Monday, Mar. 29, 1971

The Scholarship Shrinkage

Squeezed by money problems, U.S. campuses from Yale to Vanderbilt are trimming scholarships for needy students, who now must borrow more, work more or quit college. The University of Pennsylvania is an agonized example. In the past 13 years, scholarships have grown faster than any single item in its budget--from $2 million to $14 million. They have helped Penn to increase its mix of black and poor students. But Penn is running a $1.9 million budget deficit. As a result, it is eliminating 57 of the 867 scholarships it now offers freshmen.

Even though the cuts are still relatively modest, they have incensed Penn's dean of admissions and financial aide, George A. Schlekat, 33, himself a full-scholarship student at Penn twelve years ago. Last week Schlekat resigned in protest, calling the policy "suicidal." Penn President Martin Meyerson is tightening up sharply in other areas besides scholarships; he is seeking to save by imposing a ban on new faculty hiring. But Schlekat argues that the administration could have made further sacrifices to help needy students, particularly in the university's "rather grand research facilities." Schlekat is certain that the reductions will affect Penn's "heterogeneity."
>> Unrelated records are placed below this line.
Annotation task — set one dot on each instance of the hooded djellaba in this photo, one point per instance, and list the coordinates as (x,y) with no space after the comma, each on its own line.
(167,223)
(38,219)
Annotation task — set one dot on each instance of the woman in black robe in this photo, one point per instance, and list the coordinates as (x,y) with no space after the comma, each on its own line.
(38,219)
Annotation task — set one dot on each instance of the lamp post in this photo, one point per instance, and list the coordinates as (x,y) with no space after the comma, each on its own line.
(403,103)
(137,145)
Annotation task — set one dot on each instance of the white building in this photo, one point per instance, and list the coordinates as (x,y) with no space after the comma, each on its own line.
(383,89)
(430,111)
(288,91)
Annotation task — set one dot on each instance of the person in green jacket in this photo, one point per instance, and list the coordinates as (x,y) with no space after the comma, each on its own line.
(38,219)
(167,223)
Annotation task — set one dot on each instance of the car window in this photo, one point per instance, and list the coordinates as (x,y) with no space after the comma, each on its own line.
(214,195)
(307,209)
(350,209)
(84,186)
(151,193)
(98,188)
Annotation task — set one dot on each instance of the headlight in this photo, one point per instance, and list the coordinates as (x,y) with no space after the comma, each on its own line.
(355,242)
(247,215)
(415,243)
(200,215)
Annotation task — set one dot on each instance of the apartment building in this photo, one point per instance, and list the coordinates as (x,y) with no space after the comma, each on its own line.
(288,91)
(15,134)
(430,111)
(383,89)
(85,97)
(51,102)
Schlekat and Meyerson agree that the long-range solution is more federal aid for colleges, but that is hardly close at hand. Neither, in fact, is heterogeneity in U.S. higher education. Despite all the recent efforts to enroll minority-group students, a forthcoming report by the Ford Foundation says that the number of black students will have to increase by 116% before black and white America have the same proportion of their children in college. For other minorities the gap is still more dramatic. If they are to pull abreast of whites, enrollment of Puerto Ricans will have to grow by 225%, Mexican Americans by 330% and American Indians by 650%.